The redheaded royal made headlines this week for an act of hostility toward the art of self-documentation. "I hate selfies," he responded to a selfie request from a young fan, as captured by a BBC news segment published Monday. "Seriously, you need to get out of it. I know you're young, but selfies are bad. Just take a normal photograph."
The comments, made in Canberra, Australia, during a scheduled public appearance, immediately drew attention — much of it positive. Lauren Rosewarne, a social media expert at the University of Melbourne, told Agence France-Presse that the advice from the Prince of Wales should be viewed as "words of wisdom."
"Young people need to be reminded as many times as possible that what you put online stays online, even if you delete it," she added. (There's no word on how the young fan herself is doing post-Harry snub.)
He may be on to something. As addicting as selfies may be, they're linked with some fairly undesirable behavior. Men who post selfies to their online dating profiles, for example, are more disposed to narcissism, Machiavellianism, psychopathy and self-objectification, according to a study published in the journal Personality and Individual Differences.
In fact, the selfie's tie to narcissism is perhaps its biggest liability. Critics condemn the photos as nothing more than exercises in navel-gazing, demonstrating our most selfish tendencies.
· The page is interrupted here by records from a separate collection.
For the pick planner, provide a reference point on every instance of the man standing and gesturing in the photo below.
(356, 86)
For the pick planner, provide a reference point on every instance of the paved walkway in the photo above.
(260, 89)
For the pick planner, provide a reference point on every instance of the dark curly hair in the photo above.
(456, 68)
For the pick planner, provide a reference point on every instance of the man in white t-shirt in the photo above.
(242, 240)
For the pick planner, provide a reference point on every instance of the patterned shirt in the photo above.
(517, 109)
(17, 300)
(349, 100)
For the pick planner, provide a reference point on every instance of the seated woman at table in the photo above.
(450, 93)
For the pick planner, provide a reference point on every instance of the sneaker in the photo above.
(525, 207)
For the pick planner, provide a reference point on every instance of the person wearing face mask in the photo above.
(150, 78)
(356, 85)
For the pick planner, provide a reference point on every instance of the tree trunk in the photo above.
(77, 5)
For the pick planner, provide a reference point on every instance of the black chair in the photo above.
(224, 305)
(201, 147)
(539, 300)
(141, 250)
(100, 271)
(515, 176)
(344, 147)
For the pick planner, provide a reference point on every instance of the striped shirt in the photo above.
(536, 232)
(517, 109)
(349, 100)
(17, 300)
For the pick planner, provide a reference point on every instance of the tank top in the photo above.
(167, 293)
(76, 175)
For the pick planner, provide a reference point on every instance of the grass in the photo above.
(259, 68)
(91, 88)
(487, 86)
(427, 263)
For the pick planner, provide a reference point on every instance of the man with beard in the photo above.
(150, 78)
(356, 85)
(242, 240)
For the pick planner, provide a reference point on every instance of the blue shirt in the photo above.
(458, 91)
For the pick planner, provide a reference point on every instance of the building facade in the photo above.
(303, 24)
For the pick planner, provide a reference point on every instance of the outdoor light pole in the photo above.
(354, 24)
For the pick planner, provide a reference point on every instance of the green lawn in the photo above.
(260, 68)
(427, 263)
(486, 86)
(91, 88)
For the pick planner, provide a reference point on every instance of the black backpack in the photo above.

Or, as Jonathan Jones put it rather alarmingly for the Guardian, "Selfies deny and erase a fundamental human self-consciousness ... the selfie is actually an attack on the moral self."
Meanwhile, another study found that those who post too many photos of themselves on social media are alienating friends and acquaintances. "Increased frequency of sharing photographs of the self, regardless of the type of target sharing the photographs, is related to a decrease in intimacy," the study declared.
Then there's the problem of context. Selfies are ultimately harmless — if irritating — in most cases. But occasionally, when the gods of misfortune and idiocy put their heads together, selfies can venture into head-shakingly offensive territory.
Take the Tumblr account "Selfies at Serious Places," for instance, which documents seemingly frivolous selfies taken at concentration camps, funerals, memorials and disaster sites, to name a few. Or the recent uproar over a group of women who used a selfie stick to document their presence at a building explosion site in New York where two people were killed and dozens more injured. Or the teenage girl who ignited a firestorm when her Auschwitz selfie went viral.
Clearly, Prince Harry is right — the selfie is a blight on our cultural landscape.
Or is it? As the phenomenon began to gain traction, some voices emerged to offer a different explanation. "The cult of the selfie celebrates regular people," Pamela Rutledge, director of the Media Psychology Research Center, told Teen Vogue. "There are many more photographs available now of real people than models."
Likewise, Andrea Letamendi, a clinical psychologist, told Time that selfies are simply a new method for self-expression. "Self-captured images allow young adults and teens to express their mood states and share important experiences," she said.
Whatever the case, people need to calm down. Selfies have become yet another concept for people to wring their hands over. At the end of the day, a selfie is just another form of self-portraiture — something people have been doing for centuries. It's been updated for modern use, but that doesn't mean it's inherently bad.
Then again, maybe Prince Harry is worth listening to — after all, he has quite a bit of experience with the power of photography.